Tom Kromer

Tom Kromer (1906–1969) was an American writer known for his one novel, Waiting for Nothing, an account of vagrant or hobo life during the nineteen-thirties. Dedicated "to Jolene, who turned off the gas," the work is a realistic account of life as a homeless man during the Great Depression. Straightforward, declarative sentences in the tough-guy argot of the time ("I admire that stiff. He has got the guts. He does not like parting with his dough") are characteristic of Kromer, as are spare descriptions of grim scenes ("When I look at these stiffs by the fire, I am looking at a graveyard. There is hardly room to move between the tombstones. . . . The epitaphs are chiseled in sunken shadows on their cheeks"). The settings include rescue missions, flop houses, abandoned buildings and the sidewalk outside a nice restaurant.
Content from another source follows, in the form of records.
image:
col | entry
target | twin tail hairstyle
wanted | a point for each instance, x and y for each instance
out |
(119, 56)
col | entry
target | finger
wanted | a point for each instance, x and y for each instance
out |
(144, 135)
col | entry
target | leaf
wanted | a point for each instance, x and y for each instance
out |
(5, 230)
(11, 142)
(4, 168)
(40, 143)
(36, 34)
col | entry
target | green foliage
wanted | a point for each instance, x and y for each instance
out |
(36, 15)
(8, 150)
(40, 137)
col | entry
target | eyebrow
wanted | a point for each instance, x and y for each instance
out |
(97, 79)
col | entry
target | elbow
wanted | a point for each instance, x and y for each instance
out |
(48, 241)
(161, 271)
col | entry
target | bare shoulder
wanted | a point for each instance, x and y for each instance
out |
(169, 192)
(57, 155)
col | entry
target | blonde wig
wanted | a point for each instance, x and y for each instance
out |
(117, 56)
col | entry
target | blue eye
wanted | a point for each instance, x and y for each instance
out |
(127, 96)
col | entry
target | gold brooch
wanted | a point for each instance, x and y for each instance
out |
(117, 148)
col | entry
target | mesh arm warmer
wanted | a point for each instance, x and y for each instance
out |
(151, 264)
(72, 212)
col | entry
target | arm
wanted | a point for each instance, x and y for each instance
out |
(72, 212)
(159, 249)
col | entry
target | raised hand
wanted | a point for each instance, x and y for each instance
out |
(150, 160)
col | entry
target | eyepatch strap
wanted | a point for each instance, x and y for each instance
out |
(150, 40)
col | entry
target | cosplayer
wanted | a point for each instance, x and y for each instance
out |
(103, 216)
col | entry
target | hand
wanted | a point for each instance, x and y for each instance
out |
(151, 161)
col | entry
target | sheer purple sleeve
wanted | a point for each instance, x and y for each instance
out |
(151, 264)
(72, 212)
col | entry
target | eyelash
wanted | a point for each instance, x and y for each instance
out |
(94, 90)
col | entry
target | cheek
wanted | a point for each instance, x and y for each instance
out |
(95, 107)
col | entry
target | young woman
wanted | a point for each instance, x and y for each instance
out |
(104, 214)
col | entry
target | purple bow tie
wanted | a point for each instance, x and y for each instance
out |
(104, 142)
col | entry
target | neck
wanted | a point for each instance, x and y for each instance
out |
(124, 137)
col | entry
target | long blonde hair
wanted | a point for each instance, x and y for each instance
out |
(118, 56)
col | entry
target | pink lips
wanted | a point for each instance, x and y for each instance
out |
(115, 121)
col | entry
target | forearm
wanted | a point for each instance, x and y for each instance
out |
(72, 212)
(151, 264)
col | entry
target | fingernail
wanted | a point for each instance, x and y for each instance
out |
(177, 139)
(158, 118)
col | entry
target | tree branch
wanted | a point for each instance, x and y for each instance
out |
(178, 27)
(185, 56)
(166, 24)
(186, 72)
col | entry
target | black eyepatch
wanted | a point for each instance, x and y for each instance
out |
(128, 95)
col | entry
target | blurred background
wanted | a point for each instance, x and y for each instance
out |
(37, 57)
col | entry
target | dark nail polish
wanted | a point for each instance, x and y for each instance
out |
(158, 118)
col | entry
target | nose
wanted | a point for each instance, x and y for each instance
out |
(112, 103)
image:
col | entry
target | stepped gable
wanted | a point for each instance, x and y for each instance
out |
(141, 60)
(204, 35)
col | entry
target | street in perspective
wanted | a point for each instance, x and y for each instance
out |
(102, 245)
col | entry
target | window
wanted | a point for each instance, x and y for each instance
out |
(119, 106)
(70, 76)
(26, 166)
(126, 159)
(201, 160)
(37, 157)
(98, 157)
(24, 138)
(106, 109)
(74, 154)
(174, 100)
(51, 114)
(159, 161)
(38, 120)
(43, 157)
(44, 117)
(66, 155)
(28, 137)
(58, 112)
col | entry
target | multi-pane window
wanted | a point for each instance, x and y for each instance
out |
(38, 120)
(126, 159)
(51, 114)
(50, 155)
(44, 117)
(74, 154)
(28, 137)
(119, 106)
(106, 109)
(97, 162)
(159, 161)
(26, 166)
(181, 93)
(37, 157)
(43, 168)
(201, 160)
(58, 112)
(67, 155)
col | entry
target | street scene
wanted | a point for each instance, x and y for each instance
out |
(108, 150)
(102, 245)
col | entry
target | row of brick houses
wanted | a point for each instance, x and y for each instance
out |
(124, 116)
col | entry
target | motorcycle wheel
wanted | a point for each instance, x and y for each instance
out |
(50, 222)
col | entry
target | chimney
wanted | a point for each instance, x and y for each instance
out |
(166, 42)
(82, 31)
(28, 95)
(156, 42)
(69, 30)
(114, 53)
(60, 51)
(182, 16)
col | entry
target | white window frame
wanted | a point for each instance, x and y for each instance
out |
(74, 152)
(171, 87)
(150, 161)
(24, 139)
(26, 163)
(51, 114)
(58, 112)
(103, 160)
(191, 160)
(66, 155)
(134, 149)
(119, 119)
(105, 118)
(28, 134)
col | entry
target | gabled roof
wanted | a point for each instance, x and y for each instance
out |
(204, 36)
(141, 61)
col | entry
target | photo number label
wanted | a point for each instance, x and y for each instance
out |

In one chapter, the narrator slowly comes to realize that the pitch-black boxcar he is riding in contains another rider, who is quietly, slowly, stalking him.

Waiting for Nothing was first published by Alfred A. Knopf in 1935, reissued by Hill & Wang in 1968, and, in a definitive edition edited by Arthur D. Casciato and James L.W. West III, reprinted as Waiting for Nothing and Other Writings by the University of Georgia Press in 1986.